Alyssa has been awarded the Elizabeth Greenshields Foundation Grant for Painting three times and serves as a member of the New York Academy of Art’s Board of Trustees.
JEAN-PIERRE ROY Born in Santa Monica, California in 1974, Jean-Pierre Roy is a Brooklyn- based painter and teacher. He received his BFA in Film and Studio Arts from LMU, Los Angeles in 1996. Roy received his MFA from the New York Academy of Art in 2002 and was awarded the school’s 3rd year fellowship upon graduation.
Jean-Pierre has had solo exhibitions at the Rare Gallery in NY, The Mark Moore Gallery in Los Angeles, the Linda Warren Gallery in Chicago, and Roq La Rue in Seattle and Gallery Poulsen in Copenhagen, Denmark.
Roy has participated in numerous group exhibitions in the US and Europe and has had solo museum exhibitions at the Torrence Art Museum in Los Angeles and the Virginia Museum of Contemporary Art in Virginia Beach. Roy is currently represented by Gallery Poulsen, DK.
From 2005-2010 Roy taught Drawing and Painting at Parsons, The New School fro Art and Design. From 2010-2016 Roy taught Painting in the New York Academy of Art’s MFA program.
Roy’s work has been reviewed in The New York Times, ArtNews, Art in America, New American Painters, The Chicago Tribune, The Huffington Post, The Seattle Stranger, Hi- Fructose, and Juxtapoz amongst others.
He is the co-creator of Single Fare, an annual NYC art event that had been covered by the New York Times and Wall Street Journal. His work is in collections of Anita Zabludowicz, Jereann Cheney, Beth Rudin De- Woody, Jean Pigozzi, Leonardo DiCaprio and Bjorn Borg amongst others. He currently teaches painting at the New York Academy of Art.
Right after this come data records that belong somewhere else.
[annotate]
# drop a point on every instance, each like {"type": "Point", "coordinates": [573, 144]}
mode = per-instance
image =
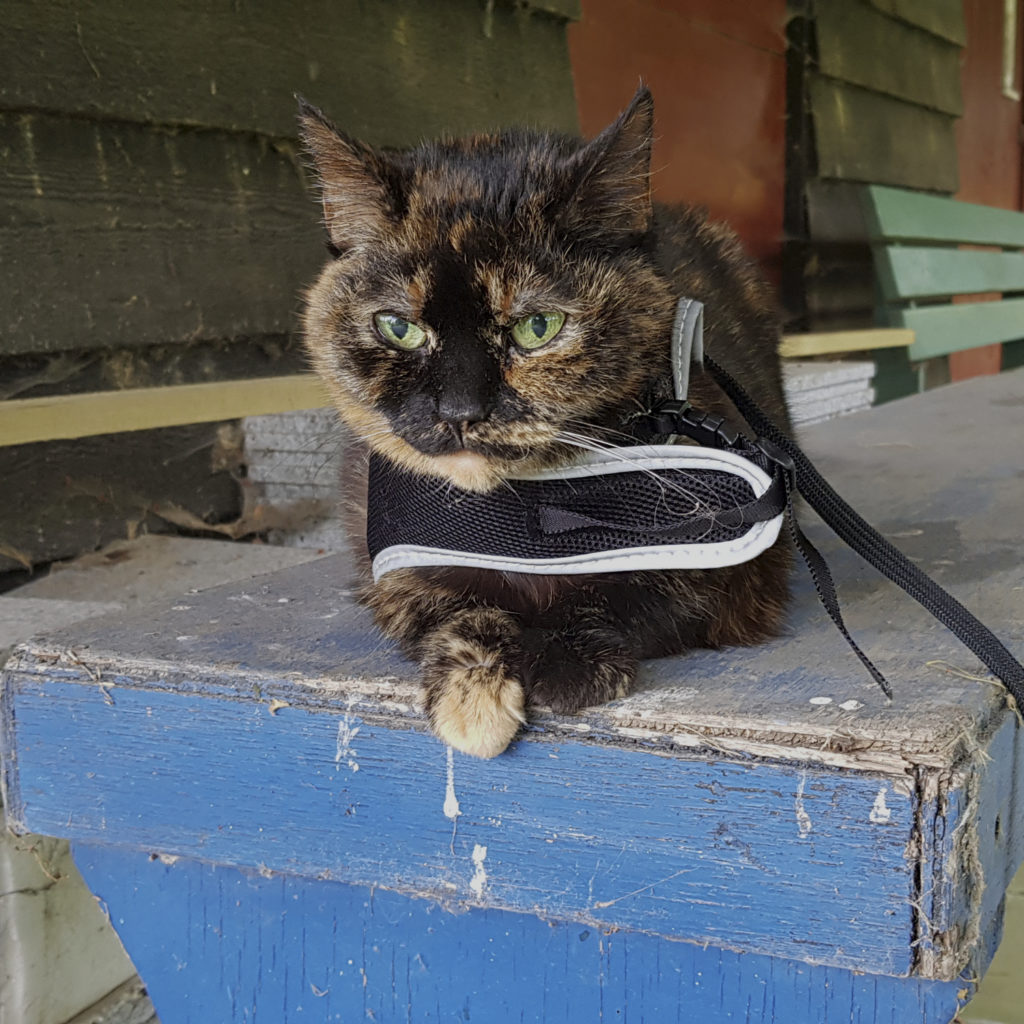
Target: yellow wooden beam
{"type": "Point", "coordinates": [835, 342]}
{"type": "Point", "coordinates": [66, 416]}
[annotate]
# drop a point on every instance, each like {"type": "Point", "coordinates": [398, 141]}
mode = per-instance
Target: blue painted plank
{"type": "Point", "coordinates": [779, 859]}
{"type": "Point", "coordinates": [243, 947]}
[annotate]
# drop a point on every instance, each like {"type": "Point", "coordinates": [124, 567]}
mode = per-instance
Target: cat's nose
{"type": "Point", "coordinates": [462, 411]}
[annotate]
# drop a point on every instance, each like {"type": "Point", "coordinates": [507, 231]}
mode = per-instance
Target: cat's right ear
{"type": "Point", "coordinates": [612, 172]}
{"type": "Point", "coordinates": [355, 181]}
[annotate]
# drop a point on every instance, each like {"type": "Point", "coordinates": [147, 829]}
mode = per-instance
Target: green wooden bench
{"type": "Point", "coordinates": [925, 278]}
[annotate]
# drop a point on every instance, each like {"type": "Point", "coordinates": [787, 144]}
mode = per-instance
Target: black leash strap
{"type": "Point", "coordinates": [866, 541]}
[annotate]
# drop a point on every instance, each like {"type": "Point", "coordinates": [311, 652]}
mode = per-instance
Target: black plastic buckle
{"type": "Point", "coordinates": [708, 429]}
{"type": "Point", "coordinates": [778, 458]}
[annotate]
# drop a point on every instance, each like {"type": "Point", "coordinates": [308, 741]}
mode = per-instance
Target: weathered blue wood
{"type": "Point", "coordinates": [259, 948]}
{"type": "Point", "coordinates": [780, 859]}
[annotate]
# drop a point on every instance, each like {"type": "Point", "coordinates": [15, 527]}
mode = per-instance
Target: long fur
{"type": "Point", "coordinates": [464, 238]}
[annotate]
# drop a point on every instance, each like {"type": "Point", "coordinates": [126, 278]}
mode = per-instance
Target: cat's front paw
{"type": "Point", "coordinates": [565, 676]}
{"type": "Point", "coordinates": [473, 701]}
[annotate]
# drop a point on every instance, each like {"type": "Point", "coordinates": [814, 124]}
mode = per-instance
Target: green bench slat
{"type": "Point", "coordinates": [944, 329]}
{"type": "Point", "coordinates": [895, 213]}
{"type": "Point", "coordinates": [918, 271]}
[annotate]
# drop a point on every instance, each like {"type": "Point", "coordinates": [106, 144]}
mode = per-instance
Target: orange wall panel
{"type": "Point", "coordinates": [718, 74]}
{"type": "Point", "coordinates": [988, 141]}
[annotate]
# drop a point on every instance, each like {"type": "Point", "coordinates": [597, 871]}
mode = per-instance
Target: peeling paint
{"type": "Point", "coordinates": [452, 809]}
{"type": "Point", "coordinates": [880, 811]}
{"type": "Point", "coordinates": [803, 818]}
{"type": "Point", "coordinates": [479, 881]}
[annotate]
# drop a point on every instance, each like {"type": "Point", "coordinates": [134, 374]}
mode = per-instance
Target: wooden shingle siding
{"type": "Point", "coordinates": [880, 81]}
{"type": "Point", "coordinates": [390, 73]}
{"type": "Point", "coordinates": [122, 235]}
{"type": "Point", "coordinates": [867, 136]}
{"type": "Point", "coordinates": [919, 271]}
{"type": "Point", "coordinates": [945, 329]}
{"type": "Point", "coordinates": [157, 224]}
{"type": "Point", "coordinates": [856, 43]}
{"type": "Point", "coordinates": [152, 181]}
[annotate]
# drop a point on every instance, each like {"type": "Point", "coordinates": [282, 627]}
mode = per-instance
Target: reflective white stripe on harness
{"type": "Point", "coordinates": [642, 459]}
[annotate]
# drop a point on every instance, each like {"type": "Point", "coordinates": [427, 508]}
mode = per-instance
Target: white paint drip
{"type": "Point", "coordinates": [803, 818]}
{"type": "Point", "coordinates": [479, 881]}
{"type": "Point", "coordinates": [880, 811]}
{"type": "Point", "coordinates": [452, 809]}
{"type": "Point", "coordinates": [345, 752]}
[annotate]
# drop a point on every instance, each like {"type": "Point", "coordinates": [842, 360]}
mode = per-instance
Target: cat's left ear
{"type": "Point", "coordinates": [611, 190]}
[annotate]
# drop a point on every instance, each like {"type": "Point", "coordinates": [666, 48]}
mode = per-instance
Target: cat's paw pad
{"type": "Point", "coordinates": [476, 710]}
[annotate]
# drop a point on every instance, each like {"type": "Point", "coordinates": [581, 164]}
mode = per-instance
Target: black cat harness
{"type": "Point", "coordinates": [716, 503]}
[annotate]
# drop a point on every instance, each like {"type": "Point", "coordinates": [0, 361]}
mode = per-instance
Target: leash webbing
{"type": "Point", "coordinates": [871, 546]}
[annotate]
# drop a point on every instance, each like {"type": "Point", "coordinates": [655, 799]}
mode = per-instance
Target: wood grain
{"type": "Point", "coordinates": [866, 136]}
{"type": "Point", "coordinates": [389, 73]}
{"type": "Point", "coordinates": [942, 17]}
{"type": "Point", "coordinates": [857, 43]}
{"type": "Point", "coordinates": [124, 236]}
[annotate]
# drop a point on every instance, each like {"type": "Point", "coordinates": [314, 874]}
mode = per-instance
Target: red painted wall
{"type": "Point", "coordinates": [988, 140]}
{"type": "Point", "coordinates": [718, 74]}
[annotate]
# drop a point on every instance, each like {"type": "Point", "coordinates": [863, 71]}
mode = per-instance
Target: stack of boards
{"type": "Point", "coordinates": [819, 391]}
{"type": "Point", "coordinates": [294, 458]}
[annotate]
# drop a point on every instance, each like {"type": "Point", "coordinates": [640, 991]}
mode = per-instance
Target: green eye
{"type": "Point", "coordinates": [399, 332]}
{"type": "Point", "coordinates": [537, 330]}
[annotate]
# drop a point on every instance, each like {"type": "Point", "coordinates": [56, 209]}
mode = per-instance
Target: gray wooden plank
{"type": "Point", "coordinates": [896, 213]}
{"type": "Point", "coordinates": [64, 498]}
{"type": "Point", "coordinates": [147, 237]}
{"type": "Point", "coordinates": [389, 73]}
{"type": "Point", "coordinates": [866, 136]}
{"type": "Point", "coordinates": [921, 271]}
{"type": "Point", "coordinates": [856, 43]}
{"type": "Point", "coordinates": [943, 329]}
{"type": "Point", "coordinates": [942, 17]}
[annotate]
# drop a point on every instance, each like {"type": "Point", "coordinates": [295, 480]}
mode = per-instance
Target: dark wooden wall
{"type": "Point", "coordinates": [875, 95]}
{"type": "Point", "coordinates": [989, 147]}
{"type": "Point", "coordinates": [157, 222]}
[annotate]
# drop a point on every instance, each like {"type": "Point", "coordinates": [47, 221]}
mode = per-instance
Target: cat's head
{"type": "Point", "coordinates": [488, 298]}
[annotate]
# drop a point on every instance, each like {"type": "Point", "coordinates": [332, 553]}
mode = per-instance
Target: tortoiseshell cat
{"type": "Point", "coordinates": [493, 301]}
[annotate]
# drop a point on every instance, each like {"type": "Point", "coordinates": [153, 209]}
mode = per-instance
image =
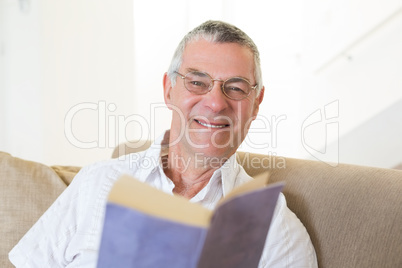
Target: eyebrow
{"type": "Point", "coordinates": [196, 70]}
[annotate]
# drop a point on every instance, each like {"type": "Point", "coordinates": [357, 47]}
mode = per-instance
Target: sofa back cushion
{"type": "Point", "coordinates": [27, 189]}
{"type": "Point", "coordinates": [352, 213]}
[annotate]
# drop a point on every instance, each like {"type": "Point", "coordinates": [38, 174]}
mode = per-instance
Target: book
{"type": "Point", "coordinates": [145, 227]}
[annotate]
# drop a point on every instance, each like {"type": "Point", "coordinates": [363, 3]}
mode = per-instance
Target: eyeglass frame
{"type": "Point", "coordinates": [211, 85]}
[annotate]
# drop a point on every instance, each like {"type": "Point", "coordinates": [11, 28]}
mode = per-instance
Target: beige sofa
{"type": "Point", "coordinates": [352, 213]}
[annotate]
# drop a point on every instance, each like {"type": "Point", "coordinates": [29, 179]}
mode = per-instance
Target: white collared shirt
{"type": "Point", "coordinates": [69, 232]}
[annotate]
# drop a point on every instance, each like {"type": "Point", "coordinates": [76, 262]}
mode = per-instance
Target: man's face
{"type": "Point", "coordinates": [212, 123]}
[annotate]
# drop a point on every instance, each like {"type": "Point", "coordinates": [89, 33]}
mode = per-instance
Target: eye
{"type": "Point", "coordinates": [196, 83]}
{"type": "Point", "coordinates": [235, 89]}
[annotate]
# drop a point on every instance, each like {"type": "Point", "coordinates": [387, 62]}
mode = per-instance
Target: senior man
{"type": "Point", "coordinates": [214, 89]}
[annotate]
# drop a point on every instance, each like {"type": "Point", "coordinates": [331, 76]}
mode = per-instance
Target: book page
{"type": "Point", "coordinates": [133, 193]}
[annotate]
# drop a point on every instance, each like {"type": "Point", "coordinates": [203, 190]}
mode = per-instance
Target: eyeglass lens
{"type": "Point", "coordinates": [200, 83]}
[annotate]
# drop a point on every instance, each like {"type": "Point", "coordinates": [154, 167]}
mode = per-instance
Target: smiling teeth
{"type": "Point", "coordinates": [211, 126]}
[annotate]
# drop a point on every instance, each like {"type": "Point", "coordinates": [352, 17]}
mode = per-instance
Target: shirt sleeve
{"type": "Point", "coordinates": [48, 242]}
{"type": "Point", "coordinates": [288, 243]}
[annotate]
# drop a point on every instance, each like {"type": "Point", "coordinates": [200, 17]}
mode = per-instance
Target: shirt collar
{"type": "Point", "coordinates": [227, 173]}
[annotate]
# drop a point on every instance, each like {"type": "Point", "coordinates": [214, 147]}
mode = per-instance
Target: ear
{"type": "Point", "coordinates": [167, 87]}
{"type": "Point", "coordinates": [258, 101]}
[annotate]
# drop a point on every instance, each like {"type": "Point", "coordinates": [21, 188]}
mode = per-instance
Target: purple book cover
{"type": "Point", "coordinates": [238, 230]}
{"type": "Point", "coordinates": [134, 239]}
{"type": "Point", "coordinates": [231, 236]}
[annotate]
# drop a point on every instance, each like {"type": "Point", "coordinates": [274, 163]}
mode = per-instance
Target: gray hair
{"type": "Point", "coordinates": [216, 32]}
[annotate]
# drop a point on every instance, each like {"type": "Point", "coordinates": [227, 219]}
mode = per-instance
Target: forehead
{"type": "Point", "coordinates": [220, 60]}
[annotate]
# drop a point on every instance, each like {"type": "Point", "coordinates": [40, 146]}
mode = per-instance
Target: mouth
{"type": "Point", "coordinates": [211, 125]}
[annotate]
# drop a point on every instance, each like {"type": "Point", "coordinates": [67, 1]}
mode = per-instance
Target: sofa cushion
{"type": "Point", "coordinates": [27, 189]}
In 2010, Roy Co-Created Single Fair, one of NYC’s largest semi-annual open-call art exhibitions. Single Fair 1,2,3 and the soon to open 4, have showcased over 10,000 works of art from over 4000 artists from all over the planet and from every level of the Art World, inside and out. It has been covered by The New York Times, The Wall Street Journal, Reuters and more.